Fonction publique
le 19/05/2022

Le refus de mettre en place une enquête administrative n’est pas contestable

CAA Paris, 11 mars 2022, n° 21PA04591

Il y a si peu de décisions rendues sur la question des enquêtes administratives que chacune d’entre elles est scrutée à la loupe…surtout quand il n’y a pas grand-chose à voir.

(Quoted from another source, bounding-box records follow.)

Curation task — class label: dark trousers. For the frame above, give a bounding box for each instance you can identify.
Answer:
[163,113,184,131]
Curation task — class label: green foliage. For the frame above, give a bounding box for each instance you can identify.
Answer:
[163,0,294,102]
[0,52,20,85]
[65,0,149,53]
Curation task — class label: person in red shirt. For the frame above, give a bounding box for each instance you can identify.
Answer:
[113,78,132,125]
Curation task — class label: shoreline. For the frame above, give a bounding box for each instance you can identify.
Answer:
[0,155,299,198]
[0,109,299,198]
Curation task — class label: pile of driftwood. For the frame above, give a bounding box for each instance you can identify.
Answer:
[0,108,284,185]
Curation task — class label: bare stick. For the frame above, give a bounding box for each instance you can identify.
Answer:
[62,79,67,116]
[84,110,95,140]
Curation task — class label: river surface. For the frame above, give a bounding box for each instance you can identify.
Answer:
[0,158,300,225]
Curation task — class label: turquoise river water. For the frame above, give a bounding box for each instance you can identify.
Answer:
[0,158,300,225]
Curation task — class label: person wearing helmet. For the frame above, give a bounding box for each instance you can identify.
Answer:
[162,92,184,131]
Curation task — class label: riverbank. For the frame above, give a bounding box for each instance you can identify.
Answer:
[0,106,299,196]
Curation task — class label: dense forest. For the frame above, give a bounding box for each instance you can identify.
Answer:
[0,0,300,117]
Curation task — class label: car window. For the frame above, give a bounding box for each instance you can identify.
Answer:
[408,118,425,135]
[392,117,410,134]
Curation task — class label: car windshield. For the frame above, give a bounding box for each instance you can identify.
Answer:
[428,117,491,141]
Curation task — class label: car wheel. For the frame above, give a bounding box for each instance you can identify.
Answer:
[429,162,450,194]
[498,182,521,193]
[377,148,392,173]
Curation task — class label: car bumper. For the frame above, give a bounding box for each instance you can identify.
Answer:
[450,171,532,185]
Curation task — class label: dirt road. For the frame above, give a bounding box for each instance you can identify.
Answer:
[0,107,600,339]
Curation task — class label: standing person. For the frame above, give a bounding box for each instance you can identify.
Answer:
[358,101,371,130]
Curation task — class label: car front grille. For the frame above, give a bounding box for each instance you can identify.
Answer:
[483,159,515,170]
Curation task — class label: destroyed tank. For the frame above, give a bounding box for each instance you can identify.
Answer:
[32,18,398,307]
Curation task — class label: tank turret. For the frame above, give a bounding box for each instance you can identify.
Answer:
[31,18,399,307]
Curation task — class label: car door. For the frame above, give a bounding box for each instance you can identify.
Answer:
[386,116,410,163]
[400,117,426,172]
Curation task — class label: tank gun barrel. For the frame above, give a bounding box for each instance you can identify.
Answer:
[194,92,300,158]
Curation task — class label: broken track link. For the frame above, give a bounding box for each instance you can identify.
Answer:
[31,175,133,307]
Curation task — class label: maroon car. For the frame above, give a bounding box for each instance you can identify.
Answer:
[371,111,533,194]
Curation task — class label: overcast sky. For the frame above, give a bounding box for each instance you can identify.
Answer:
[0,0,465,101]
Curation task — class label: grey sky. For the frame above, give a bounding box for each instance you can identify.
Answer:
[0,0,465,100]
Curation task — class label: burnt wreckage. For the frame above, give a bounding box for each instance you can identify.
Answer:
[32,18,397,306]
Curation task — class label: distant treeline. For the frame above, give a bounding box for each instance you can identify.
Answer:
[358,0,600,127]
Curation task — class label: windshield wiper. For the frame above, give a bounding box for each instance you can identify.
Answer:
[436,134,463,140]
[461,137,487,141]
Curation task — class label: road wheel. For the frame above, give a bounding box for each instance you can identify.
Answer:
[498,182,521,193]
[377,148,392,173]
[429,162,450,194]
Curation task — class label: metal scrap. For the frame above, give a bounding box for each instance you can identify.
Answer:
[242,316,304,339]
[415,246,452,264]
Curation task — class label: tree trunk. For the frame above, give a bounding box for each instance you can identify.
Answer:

Les enquêtes internes ont toujours existé, elles sont indispensables à l’employeur pour éclaircir certains faits ou comprendre l’origine d’une situation parfois complexe. Appelées enquêtes administratives dans le secteur public – on notera d’ailleurs que la décision commentée reprend la terminologie du privé – elles se sont considérablement développées d’une part du fait du contrôle du juge sur la matérialité des faits qui motivent les décisions (la faute a-t-elle bien été commise ?), d’autre part en raison de la mise en place des mécanismes de signalement de harcèlement moral, sexuel et actes sexistes qui requièrent que l’employeur, afin de protéger ses agents, détermine la réalité des actes signalés.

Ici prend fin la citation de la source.